This patch will really only matter when we have a workload where
a file is being modified often _and_ there is an active fsnotify
mark on it. Otherwise the checks against *_fsnotify.marks.first
will keep us out of the expensive srcu_read_lock() call.

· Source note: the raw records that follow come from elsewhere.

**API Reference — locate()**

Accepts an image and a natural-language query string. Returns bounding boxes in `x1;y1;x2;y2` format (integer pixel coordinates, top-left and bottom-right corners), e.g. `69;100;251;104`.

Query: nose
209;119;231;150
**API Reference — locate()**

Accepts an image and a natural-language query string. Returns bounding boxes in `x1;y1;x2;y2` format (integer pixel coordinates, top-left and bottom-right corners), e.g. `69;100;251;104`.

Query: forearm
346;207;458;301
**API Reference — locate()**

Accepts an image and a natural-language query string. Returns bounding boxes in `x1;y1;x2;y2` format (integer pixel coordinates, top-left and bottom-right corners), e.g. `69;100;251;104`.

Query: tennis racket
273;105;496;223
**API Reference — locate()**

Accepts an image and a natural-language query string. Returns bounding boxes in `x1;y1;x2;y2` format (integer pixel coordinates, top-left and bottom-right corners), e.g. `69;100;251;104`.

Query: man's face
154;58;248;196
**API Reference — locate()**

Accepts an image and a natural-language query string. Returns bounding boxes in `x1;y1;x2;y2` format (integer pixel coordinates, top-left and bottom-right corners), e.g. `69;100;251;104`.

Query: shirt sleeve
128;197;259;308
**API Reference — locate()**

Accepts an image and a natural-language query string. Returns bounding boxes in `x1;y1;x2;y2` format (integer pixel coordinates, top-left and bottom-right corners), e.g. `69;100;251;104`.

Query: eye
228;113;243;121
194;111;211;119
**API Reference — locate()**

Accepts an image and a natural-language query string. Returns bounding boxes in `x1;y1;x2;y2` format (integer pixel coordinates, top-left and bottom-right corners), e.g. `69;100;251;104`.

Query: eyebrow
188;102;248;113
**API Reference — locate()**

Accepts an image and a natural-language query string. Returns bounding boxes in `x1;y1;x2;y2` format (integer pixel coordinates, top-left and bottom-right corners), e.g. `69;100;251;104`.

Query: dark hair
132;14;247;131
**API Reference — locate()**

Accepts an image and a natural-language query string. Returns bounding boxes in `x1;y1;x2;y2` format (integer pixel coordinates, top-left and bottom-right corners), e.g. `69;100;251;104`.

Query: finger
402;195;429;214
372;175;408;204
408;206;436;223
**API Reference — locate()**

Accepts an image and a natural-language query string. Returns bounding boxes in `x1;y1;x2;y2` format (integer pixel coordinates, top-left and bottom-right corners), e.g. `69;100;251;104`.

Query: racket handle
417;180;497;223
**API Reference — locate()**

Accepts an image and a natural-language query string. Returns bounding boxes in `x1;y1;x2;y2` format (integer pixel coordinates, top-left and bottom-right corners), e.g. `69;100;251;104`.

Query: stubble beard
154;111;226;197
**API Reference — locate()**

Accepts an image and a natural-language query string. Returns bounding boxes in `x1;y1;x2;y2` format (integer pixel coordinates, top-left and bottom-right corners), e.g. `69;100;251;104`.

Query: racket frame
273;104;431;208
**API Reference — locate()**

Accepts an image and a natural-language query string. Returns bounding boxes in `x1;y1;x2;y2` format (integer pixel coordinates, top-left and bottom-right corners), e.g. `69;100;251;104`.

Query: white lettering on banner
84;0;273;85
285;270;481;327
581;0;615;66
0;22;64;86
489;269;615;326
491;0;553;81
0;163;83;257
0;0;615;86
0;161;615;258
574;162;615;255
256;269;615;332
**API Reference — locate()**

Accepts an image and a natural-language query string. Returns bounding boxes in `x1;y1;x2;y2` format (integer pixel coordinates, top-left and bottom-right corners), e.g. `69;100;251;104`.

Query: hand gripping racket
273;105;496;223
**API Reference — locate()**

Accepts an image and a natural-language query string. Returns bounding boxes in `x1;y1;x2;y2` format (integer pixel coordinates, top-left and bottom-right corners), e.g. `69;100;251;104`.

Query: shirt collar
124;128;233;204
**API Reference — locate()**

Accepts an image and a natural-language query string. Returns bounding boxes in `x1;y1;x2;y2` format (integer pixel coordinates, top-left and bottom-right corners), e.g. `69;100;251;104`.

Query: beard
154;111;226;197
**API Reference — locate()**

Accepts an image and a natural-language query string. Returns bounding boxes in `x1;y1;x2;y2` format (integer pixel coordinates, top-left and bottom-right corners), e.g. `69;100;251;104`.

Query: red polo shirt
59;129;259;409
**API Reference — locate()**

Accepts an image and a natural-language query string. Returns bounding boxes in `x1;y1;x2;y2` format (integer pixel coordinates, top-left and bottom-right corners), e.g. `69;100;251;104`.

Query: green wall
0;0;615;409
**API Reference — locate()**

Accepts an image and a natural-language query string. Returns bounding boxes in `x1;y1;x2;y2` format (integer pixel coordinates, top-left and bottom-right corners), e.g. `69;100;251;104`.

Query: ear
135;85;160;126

Cc: Jan Kara <[email protected]>
Cc: Alexander Viro <[email protected]>
Cc: [email protected]
Cc: [email protected]
Cc: Paul E. McKenney <[email protected]>
Cc: Tim Chen <[email protected]>
Cc: Andi Kleen <[email protected]>
Signed-off-by: Dave Hansen <[email protected]>
---

b/fs/notify/fsnotify.c | 44 ++++++++++++++++++++++++++++++++++------
b/fs/notify/mark.c | 8 +++++--
b/include/linux/fsnotify_head.h | 1
3 files changed, 45 insertions(+), 8 deletions(-)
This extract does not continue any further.